While safety data derived from studies about second-generation molecules are promising, it needs to be taken into consideration that the true safety profile of a new medication is usually not totally evident from clinical trial data and takes time to accumulate following approval. Therefore, long-term data and especially real-word studies are needed for those new agents to understand the safety spectrum, especially over a long treatment period.
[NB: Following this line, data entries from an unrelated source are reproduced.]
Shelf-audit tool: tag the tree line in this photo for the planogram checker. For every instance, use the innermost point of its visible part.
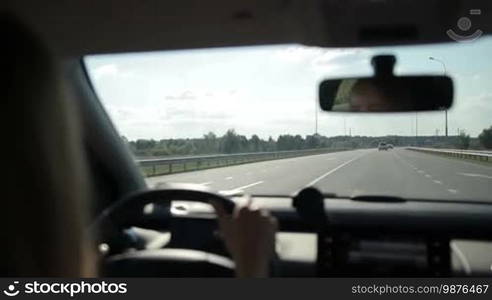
(232, 142)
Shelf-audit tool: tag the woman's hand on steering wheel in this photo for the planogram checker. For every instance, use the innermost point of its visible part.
(249, 235)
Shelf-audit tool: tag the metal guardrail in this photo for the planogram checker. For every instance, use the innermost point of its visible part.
(464, 154)
(162, 166)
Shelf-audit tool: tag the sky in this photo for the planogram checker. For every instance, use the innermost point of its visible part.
(272, 90)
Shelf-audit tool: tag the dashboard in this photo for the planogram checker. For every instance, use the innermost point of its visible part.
(358, 237)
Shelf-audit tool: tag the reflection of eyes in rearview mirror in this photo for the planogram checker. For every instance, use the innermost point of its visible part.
(386, 94)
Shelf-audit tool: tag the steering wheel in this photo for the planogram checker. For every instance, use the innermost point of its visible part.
(164, 262)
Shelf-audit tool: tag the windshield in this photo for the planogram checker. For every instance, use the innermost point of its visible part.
(248, 119)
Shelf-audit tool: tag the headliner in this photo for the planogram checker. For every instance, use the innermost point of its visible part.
(74, 28)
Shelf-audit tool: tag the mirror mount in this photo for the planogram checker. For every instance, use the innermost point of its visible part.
(383, 65)
(385, 92)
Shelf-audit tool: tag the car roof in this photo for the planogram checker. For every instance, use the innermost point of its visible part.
(77, 28)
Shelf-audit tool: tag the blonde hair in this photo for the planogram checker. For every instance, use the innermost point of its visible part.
(44, 212)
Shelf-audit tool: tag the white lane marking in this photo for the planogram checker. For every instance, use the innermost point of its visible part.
(249, 185)
(462, 257)
(332, 171)
(239, 190)
(475, 175)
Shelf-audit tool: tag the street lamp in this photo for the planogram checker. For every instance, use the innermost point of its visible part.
(446, 110)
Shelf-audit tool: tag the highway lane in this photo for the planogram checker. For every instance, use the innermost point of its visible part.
(397, 172)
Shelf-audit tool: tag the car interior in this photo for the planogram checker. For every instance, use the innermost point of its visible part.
(171, 231)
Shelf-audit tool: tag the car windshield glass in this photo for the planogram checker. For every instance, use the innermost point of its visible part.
(248, 119)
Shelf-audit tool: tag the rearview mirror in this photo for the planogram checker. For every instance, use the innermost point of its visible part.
(385, 92)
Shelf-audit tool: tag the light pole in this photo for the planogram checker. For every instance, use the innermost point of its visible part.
(445, 110)
(316, 118)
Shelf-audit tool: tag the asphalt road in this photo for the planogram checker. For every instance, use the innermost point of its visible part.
(396, 172)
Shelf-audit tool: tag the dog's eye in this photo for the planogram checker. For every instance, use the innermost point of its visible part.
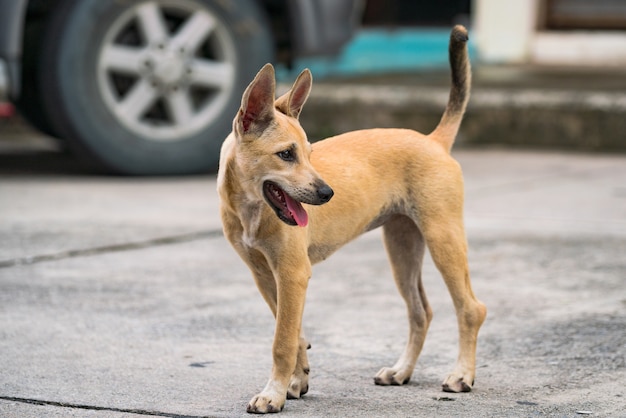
(287, 155)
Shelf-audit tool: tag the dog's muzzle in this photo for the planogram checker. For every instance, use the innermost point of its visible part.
(289, 209)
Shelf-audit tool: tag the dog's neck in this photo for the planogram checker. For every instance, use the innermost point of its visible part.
(235, 200)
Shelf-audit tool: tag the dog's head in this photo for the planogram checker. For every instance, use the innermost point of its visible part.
(272, 150)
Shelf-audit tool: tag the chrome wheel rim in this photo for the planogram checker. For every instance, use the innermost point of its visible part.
(166, 69)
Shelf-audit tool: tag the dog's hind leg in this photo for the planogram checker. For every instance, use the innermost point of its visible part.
(405, 247)
(445, 237)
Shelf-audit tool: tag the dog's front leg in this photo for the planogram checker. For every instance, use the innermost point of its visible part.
(291, 284)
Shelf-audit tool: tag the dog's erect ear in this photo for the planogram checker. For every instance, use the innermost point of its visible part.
(291, 102)
(257, 102)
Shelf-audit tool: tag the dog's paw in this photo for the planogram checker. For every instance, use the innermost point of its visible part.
(264, 404)
(299, 384)
(390, 376)
(457, 383)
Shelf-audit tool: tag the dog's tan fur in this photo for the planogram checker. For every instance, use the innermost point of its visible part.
(396, 178)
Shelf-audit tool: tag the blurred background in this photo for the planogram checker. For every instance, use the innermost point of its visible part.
(150, 87)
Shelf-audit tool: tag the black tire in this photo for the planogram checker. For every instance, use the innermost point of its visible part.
(75, 95)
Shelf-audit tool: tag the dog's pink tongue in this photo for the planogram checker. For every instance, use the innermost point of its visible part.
(297, 211)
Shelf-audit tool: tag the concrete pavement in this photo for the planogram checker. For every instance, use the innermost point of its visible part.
(119, 298)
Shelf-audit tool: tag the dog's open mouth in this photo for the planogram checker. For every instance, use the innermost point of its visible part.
(287, 208)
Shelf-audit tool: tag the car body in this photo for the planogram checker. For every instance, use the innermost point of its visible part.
(150, 86)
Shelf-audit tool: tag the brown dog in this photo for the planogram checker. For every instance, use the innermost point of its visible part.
(400, 179)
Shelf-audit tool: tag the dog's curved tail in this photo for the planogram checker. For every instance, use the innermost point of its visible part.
(445, 133)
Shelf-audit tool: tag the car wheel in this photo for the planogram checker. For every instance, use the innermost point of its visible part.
(150, 87)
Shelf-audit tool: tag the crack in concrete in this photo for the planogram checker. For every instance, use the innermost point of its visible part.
(97, 408)
(84, 252)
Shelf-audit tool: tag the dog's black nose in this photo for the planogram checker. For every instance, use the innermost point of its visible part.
(325, 193)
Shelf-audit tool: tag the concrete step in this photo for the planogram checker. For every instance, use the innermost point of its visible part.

Apart from new therapeutic developments regarding those new substances, another urgent and ongoing discussion is the risk/benefit assessment in patients with MS. This holds especially true in aging patients aged older than 60 or 70 years who are more vulnerable because of immunosenescence. This is currently addressed in a discontinuation study in patients aged older than 55 years [“Discontinuation of Disease Modifying Therapies (DMTs) in Multiple Sclerosis (MS)”]. The second burning debate is about sequencing of MS medications. Here, as stated above, data from several registries and studies provided evidence that initial highly active therapeutics are associated with a reduced risk of progression and conversion to SPMS. The question whether highly active therapeutic approaches are indeed superior to moderate DMTs is currently being investigated in two trials, “Traditional Versus Early Aggressive Therapy for Multiple Sclerosis Trial (TREAT-MS)”, which will enroll 900 participants and “Determining the Effectiveness of earLy Intensive Versus Escalation Approaches for RRMS (DELIVER-MS)” [800 participants]. Thus, we are now in an era of MS therapy developing towards a more tailored and individualized therapeutic approach, but important open questions remain.